Fair points. I too am strongly in favour of internationalism (that’s an ordinary leftist position anyway) but am equally strongly opposed to globalisation. The EU – whatever its founding principles – is today an organ of globalisation. It is supranational rather than international body: an anti-democratic technocracy and an arm of the wider corporatocracy. If it was reformable I would favour reform too as Varoufakis does – but I see no evidence that this is achievable. Can’t stand the Lib Dems either having voted for them twice when they appeared a less bellicose more humane alternative to Blair. But I can never forgive their Con-Dem betrayal. They didn’t need to sign up to coalition government under a new manifesto but could have formed a pact instead or else have left the Tories to stew in their own minority government juice (my preferred choice!)

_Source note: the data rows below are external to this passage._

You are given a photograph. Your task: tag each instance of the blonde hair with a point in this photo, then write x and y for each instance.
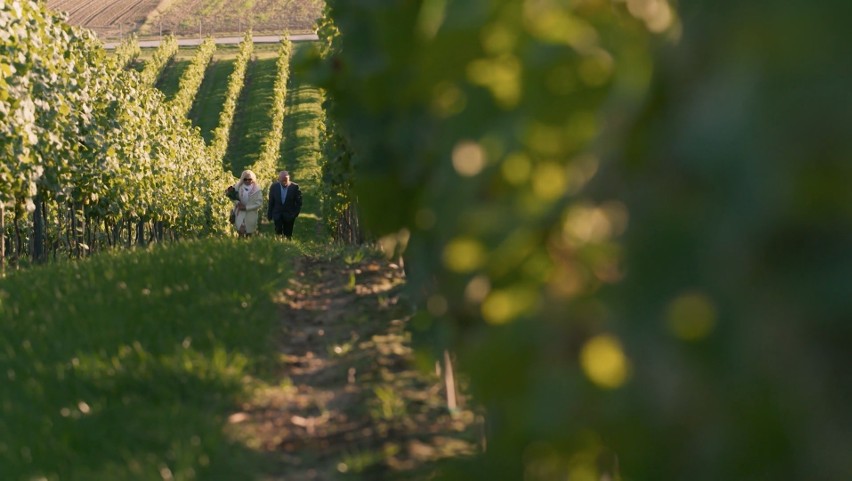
(247, 174)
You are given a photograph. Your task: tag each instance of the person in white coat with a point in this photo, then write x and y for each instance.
(250, 200)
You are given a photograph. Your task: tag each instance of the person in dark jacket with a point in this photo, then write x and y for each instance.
(285, 203)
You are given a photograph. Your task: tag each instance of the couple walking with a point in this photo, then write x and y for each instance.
(284, 205)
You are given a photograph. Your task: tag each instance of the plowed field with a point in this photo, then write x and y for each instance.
(106, 15)
(113, 18)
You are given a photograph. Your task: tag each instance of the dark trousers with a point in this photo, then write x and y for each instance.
(284, 226)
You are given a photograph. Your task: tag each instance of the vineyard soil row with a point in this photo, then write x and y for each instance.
(115, 18)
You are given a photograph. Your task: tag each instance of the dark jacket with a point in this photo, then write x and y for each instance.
(292, 204)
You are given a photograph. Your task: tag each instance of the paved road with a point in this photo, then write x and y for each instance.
(188, 42)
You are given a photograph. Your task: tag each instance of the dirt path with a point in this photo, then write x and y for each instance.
(345, 397)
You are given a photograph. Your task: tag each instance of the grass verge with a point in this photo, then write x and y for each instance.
(125, 366)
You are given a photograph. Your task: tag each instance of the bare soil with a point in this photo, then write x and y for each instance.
(345, 397)
(116, 18)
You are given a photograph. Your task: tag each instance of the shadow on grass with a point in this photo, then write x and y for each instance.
(253, 116)
(210, 97)
(126, 366)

Wow, someone completely locked into the left-right paradigm, discussing ‘politics’ as if there were no hidden hands, delving into the faux detail that has so many in its grip, and in doing so reinforcing the false reality. Note that no alternatives are offered, that the usurious stranglehold of false ‘made-up-money’ debt is not decried, that May’s and other governments have not only failed to tackle organised high-level paedophilia but have done their best to cover it up, thereby encouraging this foulest of insults to the human race. Search “Melanie Shaw”, “Hollie Greig”, search “Met Police Officer Gagged re Paedophilia”, watch any of the UKColumn’s daily videos.
Most thinking human beings sense there is something utterly wrong with all of this, put can’t put their finger on it. We find solace in the Olive Farmer Crete blog.
Since the day she was slotted into the post of PM I’ve been convinced she is Thatcher 2.0 and this cynical and calculated snap election for me confirms this. And you are right the very future of devolution, not just for Scotland but Wales too, is in real jeopardy. Recently at the Scottish Tory conference she basically said as much, she not only wants to consolidate her power at Westminster she wants to return the UK to pre devolution days with a power grab of returning powers from the EU. I do think though she will have to treat N Ireland differently, if we leave the EU with a hard Brexit, as they will have a land border with a European Member it creates a real problem for her. Sinn Fiens recent success I think indicates that reunification may be on the cards when the Brexit deal is finalised.
As for the global situation I completely agree an unopposed Tory government will be the first in the queue to join the US in any war they want to start – no humiliating defeat in parliament like Cameron had to suffer. So for me this election isn’t just about Brexit (or even the home policies of the various parties) its about the global threat of war with the only adults in the room – Russia and China.
These are certainly interesting times and if the many don’t wake up to the few’s dastardly plans soon who knows where it will end – Trumps first few months in the White House have already moved the doomsday clock closer to midnight.